Après huit ans de procédure, l’affaire est passée, la semaine dernière, devant le tribunal criminel. Un employeur comparaissait pour atteinte à la pudeur envers cinq de ses anciennes employées. Seules trois d’entre elles avaient poursuivi leur action jusqu’au bout. L’homme, qui possède un salon de coiffure-esthétique à Monaco, avait été condamné en 2003 en correctionnelle à 18 mois de prison avec sursis et une amende. Il avait fait appel, s’était pourvu en révision, avant d’être renvoyé devant le tribunal criminel. Durant deux jours d’audience, les ex-employées, exclusivement des esthéticiennes, ont évoqué « l’enfer » vécu aux côtés de leur ancien patron. Les faits s’étendent de 1996 à 2003. L’homme, un franco-libanais d’une soixantaine d’années, est présent à Monaco depuis plus de vingt ans. « Il attendait qu’il n’y ait plus de clients dans le salon », a précisé une employée. « Quand je répondais au téléphone, il se mettait derrière moi. Il me touchait les seins, me caressait les hanches et les fesses. Quand j’étais à la caisse, il venait se frotter contre moi », a-t-elle raconté. Une autre a dénoncé le voyeurisme de son ex-patron. « Nous devions mettre du papier dans les serrures car il nous regardait nous changer et nous mettre en blouse ». Les trois anciennes esthéticiennes évoquent aussi des massages imposés « deux à trois fois par semaine » dans les cabines du salon. Leur ancien employeur, nu et « le sexe en érection », laissait « balader ses mains » sur leurs cuisses et les « forçait à lui masser l’entrejambe », mais elles résistaient. L’homme était allé jusqu’à lécher l’aisselle d’une de ses salariées et avait tenté d’en embrasser une autre en 2005, non sans l’avoir isolé. Aussi leur proposait-il ouvertement « des nuits » à l’Hôtel de Paris. Elles n’ont rien dit par peur de perdre leurs emplois.

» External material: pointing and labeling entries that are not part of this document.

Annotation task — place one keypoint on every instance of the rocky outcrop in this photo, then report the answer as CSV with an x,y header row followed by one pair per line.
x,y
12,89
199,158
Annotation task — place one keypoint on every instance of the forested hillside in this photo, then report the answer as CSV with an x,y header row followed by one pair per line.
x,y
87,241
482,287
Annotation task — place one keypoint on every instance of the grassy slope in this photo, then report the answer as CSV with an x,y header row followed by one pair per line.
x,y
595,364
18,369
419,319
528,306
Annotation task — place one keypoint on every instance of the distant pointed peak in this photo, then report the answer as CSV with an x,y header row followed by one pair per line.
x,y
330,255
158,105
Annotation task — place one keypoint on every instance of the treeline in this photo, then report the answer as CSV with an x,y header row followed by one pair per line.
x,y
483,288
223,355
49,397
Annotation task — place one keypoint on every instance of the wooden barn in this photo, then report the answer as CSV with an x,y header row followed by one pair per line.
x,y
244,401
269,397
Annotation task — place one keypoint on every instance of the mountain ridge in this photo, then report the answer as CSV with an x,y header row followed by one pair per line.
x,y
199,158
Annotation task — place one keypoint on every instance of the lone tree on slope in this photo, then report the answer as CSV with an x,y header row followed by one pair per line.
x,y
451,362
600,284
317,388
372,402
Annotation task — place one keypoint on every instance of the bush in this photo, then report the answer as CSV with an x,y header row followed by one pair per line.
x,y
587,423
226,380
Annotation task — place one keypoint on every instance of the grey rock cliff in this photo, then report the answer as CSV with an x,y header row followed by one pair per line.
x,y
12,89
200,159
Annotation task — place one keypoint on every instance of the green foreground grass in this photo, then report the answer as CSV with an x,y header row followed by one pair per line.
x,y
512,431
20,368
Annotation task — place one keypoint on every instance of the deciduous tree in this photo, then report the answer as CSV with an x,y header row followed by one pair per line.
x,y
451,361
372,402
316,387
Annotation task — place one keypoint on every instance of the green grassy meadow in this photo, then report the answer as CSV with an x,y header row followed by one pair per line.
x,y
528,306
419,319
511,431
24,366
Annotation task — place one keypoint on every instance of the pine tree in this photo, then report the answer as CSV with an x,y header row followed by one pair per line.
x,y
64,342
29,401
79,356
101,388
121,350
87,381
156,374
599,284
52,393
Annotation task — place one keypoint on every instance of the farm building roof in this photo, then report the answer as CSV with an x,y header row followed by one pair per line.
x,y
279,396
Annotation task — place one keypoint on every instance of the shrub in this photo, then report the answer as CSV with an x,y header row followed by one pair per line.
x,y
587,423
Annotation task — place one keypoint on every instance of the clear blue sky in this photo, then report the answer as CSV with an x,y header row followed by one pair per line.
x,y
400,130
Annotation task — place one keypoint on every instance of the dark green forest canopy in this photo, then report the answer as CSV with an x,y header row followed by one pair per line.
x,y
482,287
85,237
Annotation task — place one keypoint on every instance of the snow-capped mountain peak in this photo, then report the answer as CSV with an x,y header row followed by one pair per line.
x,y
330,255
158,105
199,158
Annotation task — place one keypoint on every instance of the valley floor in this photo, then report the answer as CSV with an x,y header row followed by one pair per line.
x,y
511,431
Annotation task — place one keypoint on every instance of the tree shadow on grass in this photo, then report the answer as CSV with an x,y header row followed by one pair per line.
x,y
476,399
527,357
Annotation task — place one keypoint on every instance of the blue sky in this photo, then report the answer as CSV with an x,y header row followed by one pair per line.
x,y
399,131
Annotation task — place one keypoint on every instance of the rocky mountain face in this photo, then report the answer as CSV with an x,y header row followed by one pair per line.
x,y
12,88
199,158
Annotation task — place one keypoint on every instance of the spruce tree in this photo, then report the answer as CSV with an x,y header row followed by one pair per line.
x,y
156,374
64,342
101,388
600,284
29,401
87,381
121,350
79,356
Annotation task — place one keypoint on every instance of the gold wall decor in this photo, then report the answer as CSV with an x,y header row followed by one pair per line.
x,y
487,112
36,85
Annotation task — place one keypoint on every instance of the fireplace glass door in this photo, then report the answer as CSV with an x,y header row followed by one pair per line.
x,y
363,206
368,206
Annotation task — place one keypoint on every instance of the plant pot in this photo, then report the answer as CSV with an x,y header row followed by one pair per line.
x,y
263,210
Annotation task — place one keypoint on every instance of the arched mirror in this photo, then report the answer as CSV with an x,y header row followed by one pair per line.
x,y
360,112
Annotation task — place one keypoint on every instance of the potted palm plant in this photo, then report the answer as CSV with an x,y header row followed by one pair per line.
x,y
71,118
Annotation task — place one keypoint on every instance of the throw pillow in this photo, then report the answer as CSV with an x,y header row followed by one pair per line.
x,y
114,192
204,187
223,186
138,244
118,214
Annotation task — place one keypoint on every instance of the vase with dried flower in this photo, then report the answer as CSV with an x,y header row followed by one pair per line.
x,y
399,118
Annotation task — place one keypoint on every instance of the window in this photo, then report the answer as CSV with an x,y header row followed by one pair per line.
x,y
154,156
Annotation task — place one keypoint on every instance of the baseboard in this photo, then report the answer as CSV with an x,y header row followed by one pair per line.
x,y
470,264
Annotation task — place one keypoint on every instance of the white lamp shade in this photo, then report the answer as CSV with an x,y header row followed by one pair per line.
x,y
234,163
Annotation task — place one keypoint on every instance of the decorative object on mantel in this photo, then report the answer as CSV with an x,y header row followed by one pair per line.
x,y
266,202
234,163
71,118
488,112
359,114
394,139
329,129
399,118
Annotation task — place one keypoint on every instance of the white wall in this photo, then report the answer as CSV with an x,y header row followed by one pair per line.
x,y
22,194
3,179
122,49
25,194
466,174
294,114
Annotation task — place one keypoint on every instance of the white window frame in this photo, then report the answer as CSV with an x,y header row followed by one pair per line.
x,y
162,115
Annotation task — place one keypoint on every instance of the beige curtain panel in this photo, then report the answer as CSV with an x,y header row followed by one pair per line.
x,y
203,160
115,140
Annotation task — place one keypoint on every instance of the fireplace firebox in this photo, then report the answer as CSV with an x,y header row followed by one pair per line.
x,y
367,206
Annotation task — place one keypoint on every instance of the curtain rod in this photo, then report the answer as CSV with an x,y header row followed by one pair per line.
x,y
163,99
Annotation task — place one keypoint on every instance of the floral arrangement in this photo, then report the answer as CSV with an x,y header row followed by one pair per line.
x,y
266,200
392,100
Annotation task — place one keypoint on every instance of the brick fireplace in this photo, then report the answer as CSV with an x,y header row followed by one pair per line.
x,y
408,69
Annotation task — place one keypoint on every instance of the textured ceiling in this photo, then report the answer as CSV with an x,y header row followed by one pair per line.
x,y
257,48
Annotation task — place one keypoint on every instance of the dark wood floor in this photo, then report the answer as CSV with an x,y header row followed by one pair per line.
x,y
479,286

Les témoignages d’anciens coiffeurs se sont succédé. Ils n’avaient rien vu mais entendu « des bruits ». Et aussi des propos « crus » et « salaces » tenus à longueur de journée par leur ancien patron à l’égard des esthéticiennes, tels que « je te boufferai le c… jusqu’à la m…?». D’autres indiquaient avoir entretenu « des relations cordiales » avec le prévenu ou encore que les ex-employées « jouaient » avec lui. Le patron du salon de coiffure et d’esthétique, s’exprimant dans un français difficilement compréhensible, a nié les faits en bloc. « Ce ne sont que des mensonges. Il y a un complot contre moi. Si j’avais fait ça, elles pouvaient se défendre », a-t-il déclaré. Ce « complot » aurait été fomenté par un ex-coiffeur du salon, qui aurait mal pris une remarque sur son homosexualité et qui aurait par la suite couché avec l’« amie » du patron dans le but de récupérer la gestion du salon. Cette « amie » avait acheté le commerce pour le prévenu.

« Faits précis, actes graves »

Les parties civiles étaient représentées par Me Lorenzi-Martarello, Me Ballerio et Me Lecuyer. « C’est un comportement inadmissible, il a réduit ces femmes à des objets. Il a porté atteinte à leur dignité », a martelé Me Lorenzi-Martarello. Me Ballerio a lui évoqué « la cabine de toutes les sévices, de toutes les peurs ». « Le prévenu ose se poser en victime avec une théorie du complot évolutive. Les faits sont précis et les actes graves », a-t-il martelé. Quant à Me Lecuyer, il a mis en exergue « le mode opératoire machiavélique » de l’ex-patron. « Il a choisi cette profession pour satisfaire ses pulsions le plus quotidiennement possible », a-t-il conclu. Au total, 50?000 euros de dommages et intérêts ont été demandés.

Le procureur Jean-Jacques Ignacio a requis quant à lui deux ans de prison assorties ou non du sursis. « Nous sommes en présence d’attentats à la pudeur commis avec violence. On est pas dans la tentative de viol mais dans le quotidien lourd et sale. Les accusations portées sont parfaitement confortées. Le prévenu est coupable », s’est exclamé le ministère public. « Mon client est présenté comme un avatar à mi-chemin entre le marquis de Sade et la Barbe Bleue. La gravité des faits a été exagérée voir pipeautée. Le nombre de plaintes ne fait pas le bien-fondé de la vérité », a plaidé Me Licari, l’avocat du prévenu, en demandant la relaxe. Le patron du salon de coiffure et d’esthétique a finalement écopé de deux ans de prison avec sursis et d’une somme totale de 29?000 euros de dommages et intérêts.